(February 1) – “For more than a year now, Wall Street analysts have been wondering whether Merrill Lynch & Company, the nation’s biggest brokerage firm, would buy a commercial bank or be bought by one,” writes Patrick McGeehan in today’s New York Times.

“Now comes the response from Merrill: Why not just be a bank? The firm is preparing to make its biggest push to compete with banks for customers’ deposits. Merrill is taking advantage of recent changes in national banking laws to roll out new banking services, including a federally insured, interest-bearing account tied to its customers’ investment accounts.

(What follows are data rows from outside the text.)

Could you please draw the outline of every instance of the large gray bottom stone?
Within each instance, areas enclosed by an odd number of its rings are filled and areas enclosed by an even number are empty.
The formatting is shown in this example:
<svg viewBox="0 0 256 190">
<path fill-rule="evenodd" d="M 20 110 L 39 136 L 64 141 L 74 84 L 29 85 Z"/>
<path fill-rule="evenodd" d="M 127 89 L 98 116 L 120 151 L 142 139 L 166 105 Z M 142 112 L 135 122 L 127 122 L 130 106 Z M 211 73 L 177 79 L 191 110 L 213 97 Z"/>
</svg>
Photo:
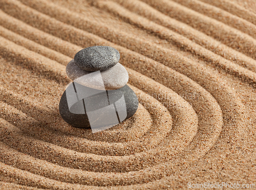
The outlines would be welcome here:
<svg viewBox="0 0 256 190">
<path fill-rule="evenodd" d="M 71 126 L 106 129 L 133 116 L 139 102 L 127 85 L 115 90 L 100 90 L 73 82 L 63 93 L 59 105 L 62 118 Z"/>
</svg>

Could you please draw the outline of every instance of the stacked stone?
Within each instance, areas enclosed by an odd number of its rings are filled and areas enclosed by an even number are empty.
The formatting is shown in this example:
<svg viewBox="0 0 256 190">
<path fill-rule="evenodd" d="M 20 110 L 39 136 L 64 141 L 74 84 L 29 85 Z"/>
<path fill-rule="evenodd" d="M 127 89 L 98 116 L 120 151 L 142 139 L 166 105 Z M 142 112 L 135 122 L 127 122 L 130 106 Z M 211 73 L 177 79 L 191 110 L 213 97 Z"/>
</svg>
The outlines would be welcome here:
<svg viewBox="0 0 256 190">
<path fill-rule="evenodd" d="M 131 117 L 138 106 L 134 92 L 126 85 L 128 73 L 118 62 L 114 48 L 95 46 L 81 50 L 67 65 L 70 84 L 60 99 L 62 118 L 93 132 L 113 127 Z"/>
</svg>

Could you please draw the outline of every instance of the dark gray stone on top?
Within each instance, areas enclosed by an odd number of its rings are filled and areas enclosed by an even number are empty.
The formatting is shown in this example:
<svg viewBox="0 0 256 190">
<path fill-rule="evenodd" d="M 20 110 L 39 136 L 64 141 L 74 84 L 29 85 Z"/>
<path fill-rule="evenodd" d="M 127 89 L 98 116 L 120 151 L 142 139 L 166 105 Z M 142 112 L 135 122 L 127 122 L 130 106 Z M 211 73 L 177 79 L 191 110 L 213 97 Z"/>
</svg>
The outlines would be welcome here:
<svg viewBox="0 0 256 190">
<path fill-rule="evenodd" d="M 80 68 L 90 72 L 111 68 L 119 59 L 118 51 L 109 46 L 93 46 L 82 49 L 76 53 L 74 58 Z"/>
</svg>

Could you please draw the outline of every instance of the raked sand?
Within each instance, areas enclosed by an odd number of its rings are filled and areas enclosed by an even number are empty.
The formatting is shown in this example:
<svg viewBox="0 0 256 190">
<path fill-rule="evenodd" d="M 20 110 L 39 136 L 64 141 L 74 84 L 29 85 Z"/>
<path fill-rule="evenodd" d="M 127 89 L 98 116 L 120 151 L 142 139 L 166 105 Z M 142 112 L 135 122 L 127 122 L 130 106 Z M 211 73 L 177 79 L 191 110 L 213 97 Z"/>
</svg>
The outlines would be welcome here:
<svg viewBox="0 0 256 190">
<path fill-rule="evenodd" d="M 254 0 L 1 0 L 0 188 L 256 184 L 255 8 Z M 66 65 L 93 45 L 118 50 L 140 103 L 94 134 L 58 112 Z"/>
</svg>

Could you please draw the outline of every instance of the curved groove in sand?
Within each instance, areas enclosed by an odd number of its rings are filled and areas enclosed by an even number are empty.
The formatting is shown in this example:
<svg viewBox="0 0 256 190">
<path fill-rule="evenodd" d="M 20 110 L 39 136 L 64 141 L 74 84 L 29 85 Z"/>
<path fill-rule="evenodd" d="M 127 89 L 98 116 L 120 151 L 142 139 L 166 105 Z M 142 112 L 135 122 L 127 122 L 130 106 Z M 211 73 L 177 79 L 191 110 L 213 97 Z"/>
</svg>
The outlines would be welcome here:
<svg viewBox="0 0 256 190">
<path fill-rule="evenodd" d="M 242 159 L 256 122 L 241 92 L 256 83 L 254 13 L 227 0 L 78 3 L 0 2 L 0 187 L 178 188 L 208 160 Z M 92 134 L 58 105 L 65 65 L 99 45 L 119 51 L 140 104 Z"/>
</svg>

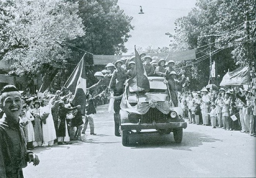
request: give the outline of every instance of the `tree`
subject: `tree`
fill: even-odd
[[[78,7],[61,0],[0,2],[0,59],[13,61],[16,75],[50,81],[70,56],[61,44],[84,35]]]
[[[252,47],[256,46],[254,1],[198,0],[197,7],[187,16],[176,21],[175,34],[166,33],[174,39],[170,44],[171,50],[197,49],[197,60],[190,61],[194,65],[187,64],[193,66],[187,70],[194,70],[190,73],[191,77],[203,84],[198,89],[208,82],[209,70],[205,69],[210,65],[210,51],[221,78],[229,69],[232,70],[237,67],[236,64],[254,61],[253,53],[247,53],[254,51]],[[216,44],[219,46],[215,46]],[[250,60],[246,61],[247,58]],[[198,72],[197,75],[194,75]]]
[[[78,2],[78,14],[85,35],[71,42],[76,47],[96,55],[126,52],[124,46],[133,29],[132,17],[123,13],[116,0],[71,0]]]

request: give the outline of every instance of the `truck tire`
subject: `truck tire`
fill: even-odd
[[[122,144],[123,146],[129,145],[129,132],[128,131],[122,131]]]
[[[182,141],[183,130],[182,129],[175,129],[173,131],[173,137],[177,143],[180,143]]]

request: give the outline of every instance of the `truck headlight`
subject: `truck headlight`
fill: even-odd
[[[170,115],[172,118],[175,118],[177,116],[177,113],[175,111],[172,111],[171,112]]]

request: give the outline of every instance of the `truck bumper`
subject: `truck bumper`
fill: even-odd
[[[187,128],[187,123],[186,122],[149,124],[123,123],[121,124],[121,129],[123,131],[142,129],[186,129]]]

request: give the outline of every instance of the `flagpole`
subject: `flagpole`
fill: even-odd
[[[165,60],[166,60],[166,60],[167,59],[167,58],[168,58],[168,56],[169,56],[169,54],[170,54],[170,53],[168,53],[168,55],[167,55],[167,56],[166,56],[166,57],[165,58]]]
[[[136,45],[134,45],[134,50],[135,51],[135,55],[136,55]],[[135,66],[135,67],[136,67],[136,66]],[[137,69],[136,68],[136,73],[137,73]],[[137,103],[139,103],[139,98],[140,97],[139,95],[139,86],[138,86],[138,79],[137,79],[137,74],[136,74],[136,80],[137,81]]]

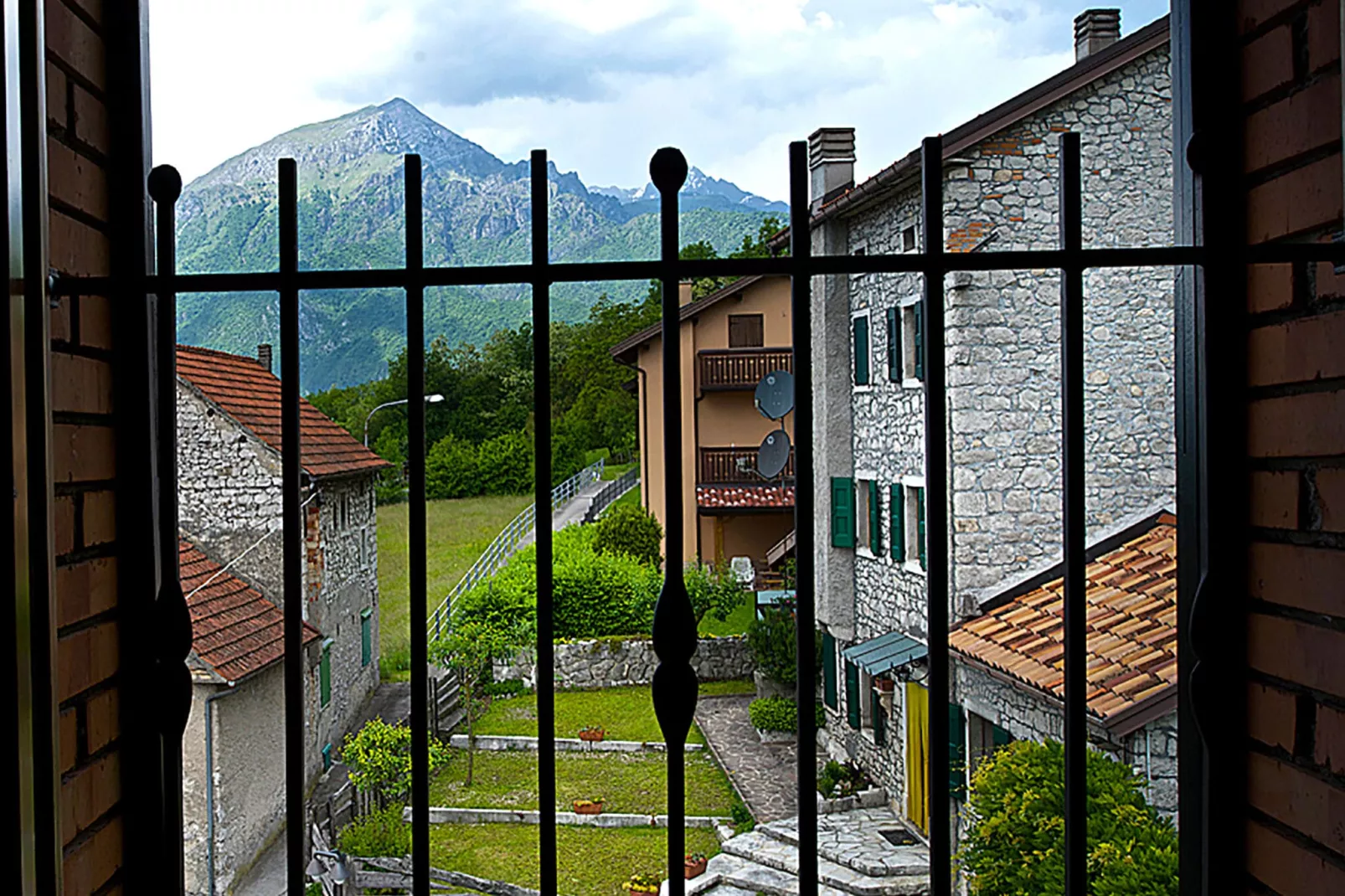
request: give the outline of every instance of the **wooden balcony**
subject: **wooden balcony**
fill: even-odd
[[[697,483],[765,486],[779,479],[763,479],[756,472],[756,448],[701,448],[701,470]],[[794,480],[794,449],[790,449],[790,463],[784,465],[785,480]]]
[[[756,389],[772,370],[794,373],[790,348],[705,348],[699,358],[703,391]]]

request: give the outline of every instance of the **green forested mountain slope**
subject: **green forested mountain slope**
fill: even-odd
[[[404,261],[402,156],[424,159],[428,265],[526,261],[530,256],[527,163],[506,164],[424,116],[404,100],[305,125],[230,159],[183,191],[178,260],[183,272],[276,268],[276,160],[299,163],[300,266],[383,268]],[[699,172],[697,172],[699,174]],[[658,217],[648,202],[590,192],[551,165],[550,234],[554,261],[652,258]],[[689,182],[691,183],[691,182]],[[703,175],[683,194],[683,244],[706,241],[721,253],[756,234],[779,203]],[[732,191],[732,192],[730,192]],[[777,213],[776,213],[777,214]],[[565,284],[551,291],[551,313],[581,320],[597,297],[643,297],[647,283]],[[311,292],[301,296],[303,389],[382,375],[405,342],[405,303],[397,291]],[[250,354],[278,343],[274,293],[183,295],[178,334],[184,343]],[[527,320],[526,287],[445,288],[426,295],[426,338],[483,343]]]

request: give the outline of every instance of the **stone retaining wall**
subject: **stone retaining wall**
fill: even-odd
[[[555,686],[558,689],[599,689],[617,685],[648,685],[659,658],[648,638],[576,640],[555,644]],[[701,681],[749,678],[753,670],[746,638],[702,638],[691,657],[691,667]],[[521,678],[535,682],[535,657],[521,657],[512,663],[496,663],[495,679]]]

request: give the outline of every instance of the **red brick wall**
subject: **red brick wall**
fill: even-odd
[[[108,274],[109,151],[101,0],[46,0],[51,266]],[[118,891],[117,531],[112,319],[105,299],[51,309],[56,701],[65,893]]]
[[[1240,0],[1247,238],[1341,230],[1337,0]],[[1250,889],[1345,893],[1345,277],[1248,276]]]

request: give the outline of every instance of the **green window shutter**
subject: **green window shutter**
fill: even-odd
[[[869,319],[854,319],[854,385],[869,385]]]
[[[837,639],[829,631],[822,632],[822,700],[837,708]]]
[[[915,305],[915,350],[916,350],[916,379],[924,379],[924,303]]]
[[[869,714],[873,716],[873,743],[882,747],[888,743],[888,714],[882,712],[878,689],[869,689]]]
[[[905,560],[907,558],[907,514],[905,503],[901,496],[901,486],[888,487],[888,500],[892,503],[888,506],[888,523],[892,527],[892,558]]]
[[[854,480],[831,478],[831,546],[854,548]]]
[[[874,557],[882,553],[882,503],[874,480],[869,482],[869,550]]]
[[[901,308],[888,308],[888,379],[901,379]]]
[[[317,667],[317,693],[325,706],[332,701],[332,639],[323,642],[323,662]]]
[[[920,569],[928,569],[924,550],[924,488],[916,488],[916,538],[920,549]]]
[[[859,731],[859,667],[849,661],[845,665],[845,710],[850,728]]]
[[[948,790],[966,799],[967,787],[967,721],[962,706],[948,704]]]

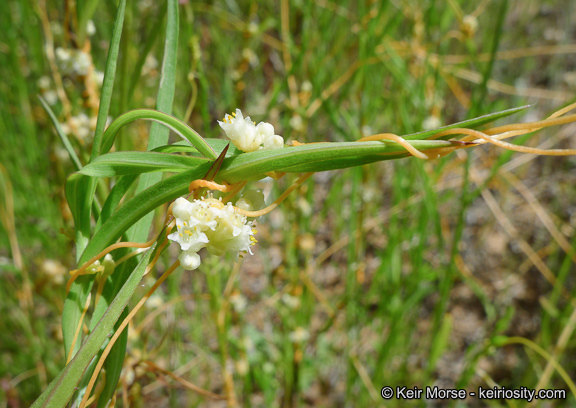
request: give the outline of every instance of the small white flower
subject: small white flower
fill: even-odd
[[[232,203],[224,205],[212,197],[188,201],[178,198],[172,207],[176,232],[168,239],[180,244],[178,257],[184,269],[200,266],[198,251],[207,248],[214,255],[226,252],[251,252],[256,230],[246,216],[236,211]]]
[[[256,125],[250,116],[244,117],[240,109],[232,115],[226,114],[224,121],[218,123],[232,144],[243,152],[284,147],[284,139],[274,134],[274,126],[267,122]]]

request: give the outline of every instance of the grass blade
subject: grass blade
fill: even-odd
[[[119,116],[112,124],[106,129],[104,133],[102,148],[100,150],[100,154],[107,153],[112,145],[114,144],[114,140],[118,131],[128,123],[134,122],[135,120],[152,120],[154,123],[150,127],[150,137],[152,140],[152,134],[155,129],[157,131],[162,130],[163,136],[164,134],[167,135],[168,129],[160,128],[159,125],[164,125],[167,128],[173,130],[176,134],[178,134],[182,139],[188,141],[192,146],[194,146],[200,153],[204,156],[215,160],[218,155],[214,152],[214,149],[206,143],[204,138],[200,136],[194,129],[188,126],[186,123],[182,122],[181,120],[166,114],[164,112],[160,112],[153,109],[137,109],[130,112],[126,112],[125,114]],[[154,148],[161,146],[168,142],[166,137],[166,141],[160,143],[156,146],[157,143],[154,143]],[[149,143],[150,146],[150,143]],[[152,150],[149,148],[148,150]]]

“Merrill brokerage executives also are developing the first new version of the firm’s Cash Management Account, which broke new ground 25 years ago by combining interest-bearing checking with a standard brokerage account that held stocks and bonds. The new version, known internally at Merrill as CMA 2.0, would allow customers who are queasy about mixing investments and savings to choose how to segregate various assets within the account.
“‘We know that the vast majority of our clients have a fairly significant amount of money at banking institutions,’ said John L. Steffens, a vice chairman who runs Merrill’s brokerage operation. “I think we’re offering a better deal than banks.”

“In a Merrill cash management account, all the cash that is not invested in securities is regularly swept into a money-market fund that pays dividends; for taxable funds, the current yield is 5.43 percent. But that cash, which amounts to about $118 billion, is not guaranteed by the Federal Deposit Insurance Corporation, as most bank deposits are.

“Beginning in June, Merrill plans to automatically switch the cash that is being swept into taxable money market funds over to insured accounts at two banks Merrill owns.
Because Merrill owns two banks, it will offer federal insurance on up to $200,000 per account, twice the per-account limit for deposit insurance. The firm’s banks, in turn, will use the cash deposits to finance their lending and investing activities.

“‘What the brokerage firms couldn’t have previously was insured deposits,’ said Joan Solotar, an analyst with Donaldson, Lufkin & Jenrette. “Now, with the financial services reform legislation, there is no banking product that the brokerage firms can’t offer.”

“Merrill would not be the first financial services firm to offer insured deposits. The American Express Company has such an account through its online bank.
After Congress repealed the Depression-era regulations known as the Glass-Steagall Act of 1933 last fall, some analysts predicted a wave of mergers among banks, brokerage firms and insurance companies.